Nun steht ein Gerüst aus Stahl vor dem Rathaus. Der Turm ist der zweite Fluchtweg, den der Brandschutz forderte. 32 000 Euro kostete die Konstruktion, die deshalb so teuer sei, weil sie "freitragend" ist. Der Gerüstbauer traute sich nämlich nicht an die Fassade, weil er Angst hätte, sie könne einreißen. Mehrere Neonröhren beleuchten nun Monat für Monat das extravagante Gerüst im Stil der Neuzeit und irgendwie wirken beide - der Fluchtweg und das Haus, in trauter Eintracht - zumindest im Vergleich zu dem Streit um Fakten und Fiktion.

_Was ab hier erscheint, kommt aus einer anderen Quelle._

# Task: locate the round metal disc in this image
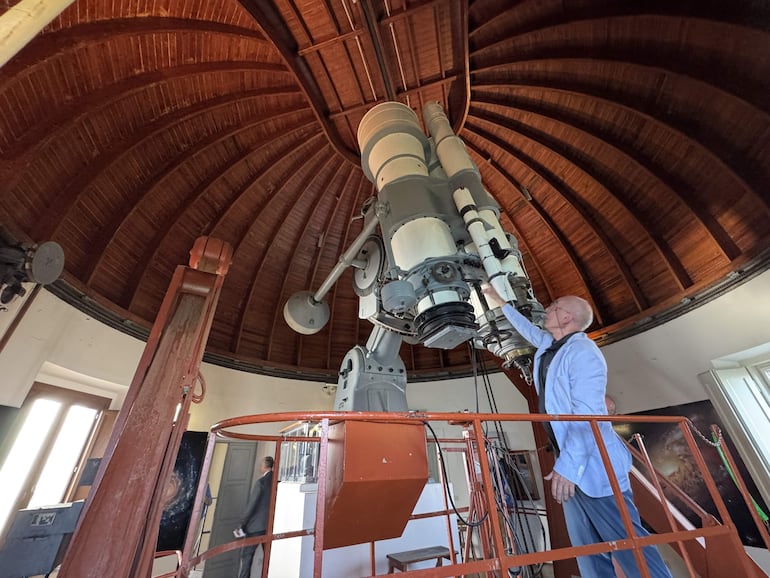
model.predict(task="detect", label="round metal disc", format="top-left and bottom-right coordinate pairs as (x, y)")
top-left (29, 241), bottom-right (64, 285)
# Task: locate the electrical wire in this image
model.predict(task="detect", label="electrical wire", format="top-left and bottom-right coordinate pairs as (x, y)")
top-left (422, 421), bottom-right (489, 528)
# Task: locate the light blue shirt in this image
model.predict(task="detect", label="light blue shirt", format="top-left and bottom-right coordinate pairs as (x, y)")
top-left (503, 304), bottom-right (631, 498)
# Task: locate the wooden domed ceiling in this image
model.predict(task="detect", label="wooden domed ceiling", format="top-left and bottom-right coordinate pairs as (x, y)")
top-left (0, 0), bottom-right (770, 381)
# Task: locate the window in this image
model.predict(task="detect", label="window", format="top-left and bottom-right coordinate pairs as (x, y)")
top-left (0, 383), bottom-right (110, 534)
top-left (699, 360), bottom-right (770, 508)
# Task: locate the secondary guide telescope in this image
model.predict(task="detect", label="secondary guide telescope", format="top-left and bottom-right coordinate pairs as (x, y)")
top-left (284, 102), bottom-right (545, 411)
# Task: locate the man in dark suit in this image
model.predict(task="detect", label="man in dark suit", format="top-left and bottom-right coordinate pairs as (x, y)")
top-left (235, 456), bottom-right (273, 578)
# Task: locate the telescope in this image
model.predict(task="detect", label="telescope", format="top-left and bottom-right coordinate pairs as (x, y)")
top-left (284, 102), bottom-right (545, 411)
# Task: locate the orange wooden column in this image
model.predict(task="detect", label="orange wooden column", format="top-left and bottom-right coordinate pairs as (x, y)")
top-left (59, 237), bottom-right (232, 578)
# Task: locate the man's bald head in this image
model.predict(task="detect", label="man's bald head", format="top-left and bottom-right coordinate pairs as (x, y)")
top-left (559, 295), bottom-right (594, 331)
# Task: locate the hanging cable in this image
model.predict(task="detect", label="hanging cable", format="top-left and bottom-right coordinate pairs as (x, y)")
top-left (422, 421), bottom-right (489, 528)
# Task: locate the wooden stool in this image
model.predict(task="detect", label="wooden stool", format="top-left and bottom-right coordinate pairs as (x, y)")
top-left (388, 546), bottom-right (451, 574)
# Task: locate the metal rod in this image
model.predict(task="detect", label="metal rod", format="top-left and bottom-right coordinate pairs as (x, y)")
top-left (313, 214), bottom-right (380, 303)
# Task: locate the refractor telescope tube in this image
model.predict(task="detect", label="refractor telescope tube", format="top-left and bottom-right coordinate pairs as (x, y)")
top-left (358, 102), bottom-right (464, 313)
top-left (452, 188), bottom-right (516, 301)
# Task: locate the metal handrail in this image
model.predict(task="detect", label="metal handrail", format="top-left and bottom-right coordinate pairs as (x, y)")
top-left (164, 411), bottom-right (754, 578)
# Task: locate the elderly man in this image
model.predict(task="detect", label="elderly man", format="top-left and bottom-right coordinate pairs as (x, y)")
top-left (485, 287), bottom-right (671, 578)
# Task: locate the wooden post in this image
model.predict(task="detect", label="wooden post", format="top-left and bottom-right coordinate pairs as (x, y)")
top-left (501, 365), bottom-right (580, 578)
top-left (59, 237), bottom-right (232, 578)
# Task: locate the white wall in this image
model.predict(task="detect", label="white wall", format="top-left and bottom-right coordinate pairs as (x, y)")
top-left (602, 272), bottom-right (770, 413)
top-left (0, 272), bottom-right (770, 420)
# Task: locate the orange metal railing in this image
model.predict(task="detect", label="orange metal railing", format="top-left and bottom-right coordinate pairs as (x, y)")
top-left (161, 412), bottom-right (770, 578)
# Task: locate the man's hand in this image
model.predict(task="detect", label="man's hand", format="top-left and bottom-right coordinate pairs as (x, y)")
top-left (481, 285), bottom-right (505, 309)
top-left (545, 472), bottom-right (575, 504)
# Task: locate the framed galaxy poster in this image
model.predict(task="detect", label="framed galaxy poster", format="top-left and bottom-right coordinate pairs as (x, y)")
top-left (156, 431), bottom-right (208, 552)
top-left (615, 400), bottom-right (768, 548)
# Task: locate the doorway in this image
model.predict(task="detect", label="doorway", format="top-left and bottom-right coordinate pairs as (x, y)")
top-left (203, 441), bottom-right (257, 578)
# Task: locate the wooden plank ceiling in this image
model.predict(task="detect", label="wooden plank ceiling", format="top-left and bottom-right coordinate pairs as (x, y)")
top-left (0, 0), bottom-right (770, 381)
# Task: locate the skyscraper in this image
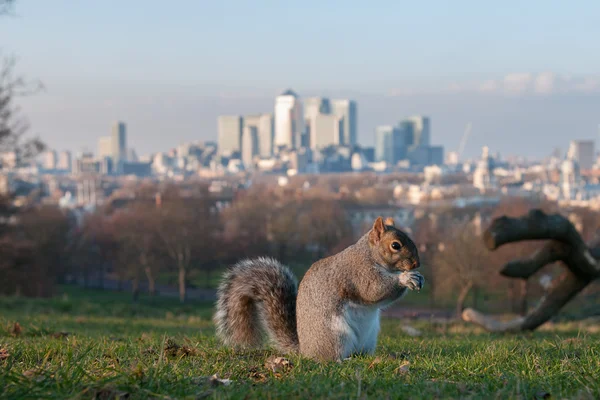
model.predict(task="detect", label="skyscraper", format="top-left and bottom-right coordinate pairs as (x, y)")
top-left (217, 115), bottom-right (244, 155)
top-left (304, 97), bottom-right (331, 149)
top-left (406, 115), bottom-right (431, 147)
top-left (111, 121), bottom-right (127, 165)
top-left (242, 125), bottom-right (258, 169)
top-left (44, 150), bottom-right (58, 171)
top-left (331, 99), bottom-right (357, 146)
top-left (310, 114), bottom-right (340, 149)
top-left (569, 140), bottom-right (596, 169)
top-left (98, 136), bottom-right (114, 160)
top-left (375, 125), bottom-right (397, 164)
top-left (56, 151), bottom-right (72, 172)
top-left (275, 90), bottom-right (304, 149)
top-left (258, 114), bottom-right (274, 157)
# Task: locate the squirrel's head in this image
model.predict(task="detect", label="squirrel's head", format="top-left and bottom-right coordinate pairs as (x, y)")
top-left (369, 217), bottom-right (421, 271)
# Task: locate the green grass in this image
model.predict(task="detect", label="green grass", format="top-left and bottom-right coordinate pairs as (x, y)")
top-left (0, 289), bottom-right (600, 399)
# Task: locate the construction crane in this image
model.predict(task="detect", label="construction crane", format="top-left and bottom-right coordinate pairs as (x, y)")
top-left (457, 122), bottom-right (473, 160)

Doch der große Tag des Entsetzens sollte noch kommen: Am 7. Januar 2009 sollte Rogalla nämlich sein Rathaus wiedersehen, die Bürgermeisterin hatte geladen. "Wie man ein solches Haus so herunterkommen lassen kann. Schlimm." Der erfolgsverwöhnte Architekt fühlt sich fremd in seinem Haus, und auch in der Runde mit Bürgermeisterin Fronzek und Co. Den Damen vom Bauamtes habe er ein Architekturstudium empfohlen, erzählt Fronzek. Und Dieter Rogalla legte gleich die Karten auf den Tisch und drohte wegen den über Jahren erfolgten Eingriffen am Haus, die Minuten vorher sein Entsetzen hervorgerufen hatten, mit Klage wegen Urheberrechtsverletzungen. Nun bestellte das Denkmalamt Gutachter, die herausfinden sollten, wie das Haus günstig zu sanieren ist, ohne den Charakter zu zerstören.

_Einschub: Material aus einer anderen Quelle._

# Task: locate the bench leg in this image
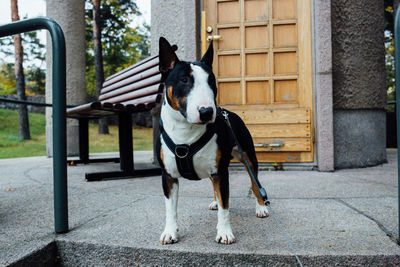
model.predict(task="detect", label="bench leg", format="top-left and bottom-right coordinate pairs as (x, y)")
top-left (67, 118), bottom-right (119, 165)
top-left (118, 112), bottom-right (134, 173)
top-left (79, 119), bottom-right (89, 164)
top-left (85, 112), bottom-right (161, 182)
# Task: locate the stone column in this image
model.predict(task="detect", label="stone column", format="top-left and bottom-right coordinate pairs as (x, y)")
top-left (313, 0), bottom-right (334, 171)
top-left (151, 0), bottom-right (200, 163)
top-left (331, 0), bottom-right (386, 168)
top-left (46, 0), bottom-right (86, 157)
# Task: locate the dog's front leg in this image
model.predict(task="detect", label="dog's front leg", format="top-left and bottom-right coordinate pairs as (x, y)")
top-left (160, 171), bottom-right (179, 245)
top-left (211, 174), bottom-right (236, 245)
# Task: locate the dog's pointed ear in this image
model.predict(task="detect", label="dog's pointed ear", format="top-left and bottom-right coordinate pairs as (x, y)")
top-left (200, 40), bottom-right (214, 68)
top-left (159, 37), bottom-right (179, 73)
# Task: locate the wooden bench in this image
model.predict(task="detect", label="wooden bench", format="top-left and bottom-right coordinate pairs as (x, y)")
top-left (67, 56), bottom-right (163, 181)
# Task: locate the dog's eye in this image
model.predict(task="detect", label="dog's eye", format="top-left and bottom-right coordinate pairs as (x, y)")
top-left (179, 77), bottom-right (189, 84)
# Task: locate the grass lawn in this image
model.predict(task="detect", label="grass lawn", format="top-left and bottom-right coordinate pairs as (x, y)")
top-left (0, 109), bottom-right (153, 159)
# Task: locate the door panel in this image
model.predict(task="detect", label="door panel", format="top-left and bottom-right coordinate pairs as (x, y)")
top-left (202, 0), bottom-right (314, 162)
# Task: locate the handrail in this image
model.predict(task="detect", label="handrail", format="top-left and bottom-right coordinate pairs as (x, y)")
top-left (0, 17), bottom-right (68, 233)
top-left (0, 97), bottom-right (76, 108)
top-left (394, 8), bottom-right (400, 243)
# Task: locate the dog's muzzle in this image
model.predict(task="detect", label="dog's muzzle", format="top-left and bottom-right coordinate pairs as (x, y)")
top-left (199, 107), bottom-right (214, 123)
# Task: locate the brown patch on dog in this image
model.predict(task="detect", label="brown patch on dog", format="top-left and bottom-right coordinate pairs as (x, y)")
top-left (166, 174), bottom-right (179, 198)
top-left (237, 152), bottom-right (265, 206)
top-left (160, 148), bottom-right (165, 166)
top-left (211, 175), bottom-right (229, 210)
top-left (167, 85), bottom-right (179, 110)
top-left (215, 148), bottom-right (221, 169)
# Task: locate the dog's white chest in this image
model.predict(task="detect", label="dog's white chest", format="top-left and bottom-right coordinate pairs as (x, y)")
top-left (161, 134), bottom-right (218, 179)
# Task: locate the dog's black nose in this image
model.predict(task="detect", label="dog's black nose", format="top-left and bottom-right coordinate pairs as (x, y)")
top-left (199, 107), bottom-right (214, 123)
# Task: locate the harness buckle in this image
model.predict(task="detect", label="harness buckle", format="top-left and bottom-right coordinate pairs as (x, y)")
top-left (175, 145), bottom-right (189, 159)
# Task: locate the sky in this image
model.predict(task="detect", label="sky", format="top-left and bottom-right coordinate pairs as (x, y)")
top-left (0, 0), bottom-right (151, 43)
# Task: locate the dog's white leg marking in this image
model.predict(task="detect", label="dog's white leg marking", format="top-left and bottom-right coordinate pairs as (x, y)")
top-left (256, 198), bottom-right (269, 218)
top-left (215, 203), bottom-right (236, 245)
top-left (160, 183), bottom-right (179, 245)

Nur zwölf Millionen Euro sollte die Sanierung nach dem neuesten Bericht, der wegen seines Umfangs in zwei Bände gebunden wurde, kosten. Mehr als das dreifache des damaligen Baupreises aber immer noch günstiger, als alles, was an Alternativen diskutiert wurde. Vor allem die filigrane Rasterfassade bliebe erhalten.

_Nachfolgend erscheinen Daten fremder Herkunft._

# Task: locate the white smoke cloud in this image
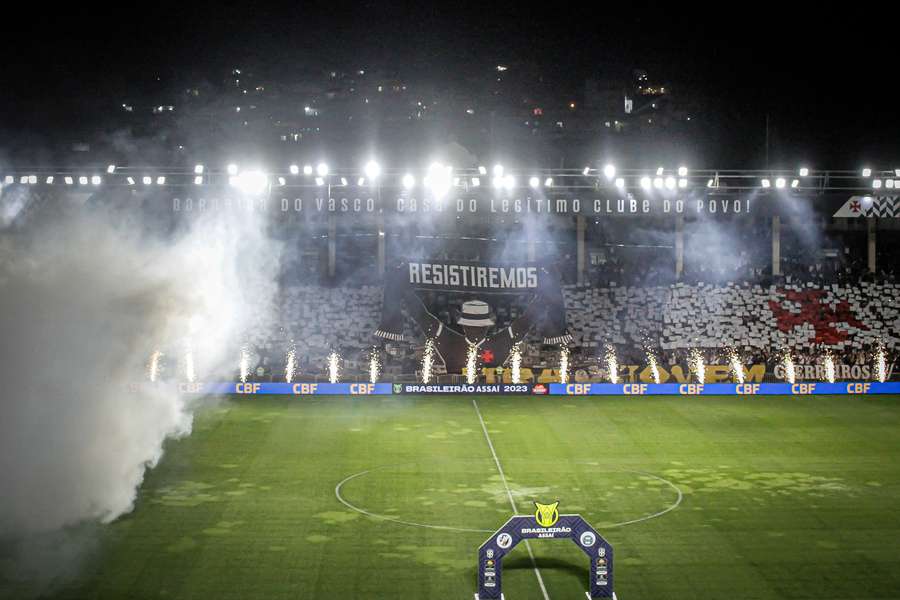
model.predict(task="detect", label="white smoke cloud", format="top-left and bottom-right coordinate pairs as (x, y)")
top-left (0, 198), bottom-right (278, 539)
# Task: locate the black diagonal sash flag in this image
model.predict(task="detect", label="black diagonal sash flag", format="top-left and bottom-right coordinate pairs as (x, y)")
top-left (375, 260), bottom-right (572, 356)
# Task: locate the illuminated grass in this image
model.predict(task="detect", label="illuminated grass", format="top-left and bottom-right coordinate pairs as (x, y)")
top-left (10, 396), bottom-right (900, 600)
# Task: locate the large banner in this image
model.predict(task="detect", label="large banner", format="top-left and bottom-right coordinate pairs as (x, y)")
top-left (375, 260), bottom-right (572, 374)
top-left (0, 185), bottom-right (868, 219)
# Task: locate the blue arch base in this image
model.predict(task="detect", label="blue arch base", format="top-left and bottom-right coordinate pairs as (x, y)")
top-left (475, 515), bottom-right (615, 600)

Die Politik der Krückaustadt will jedenfalls nichts mehr dem Zufall überlassen und einen eigenen Sonderausschuss "Rathaus" gründen. Neubau oder Sanierung - das Verhältnis zwischen Kunst und Politik, zwischen Rogalla und Fronzek, ist schwierig. "Wissen Sie, auch den Eiffelturm fand man schrecklich. Heute ist es das Wahrzeichen der Stadt", sagt Rogalla. Er macht der Bürgermeisterin noch ein überraschendes Angebot: "Zu einem Vier-Augen-Gespräch würde ich noch einmal nach Elmshorn kommen", sagt er und knipst seine Schreibtischlampe aus.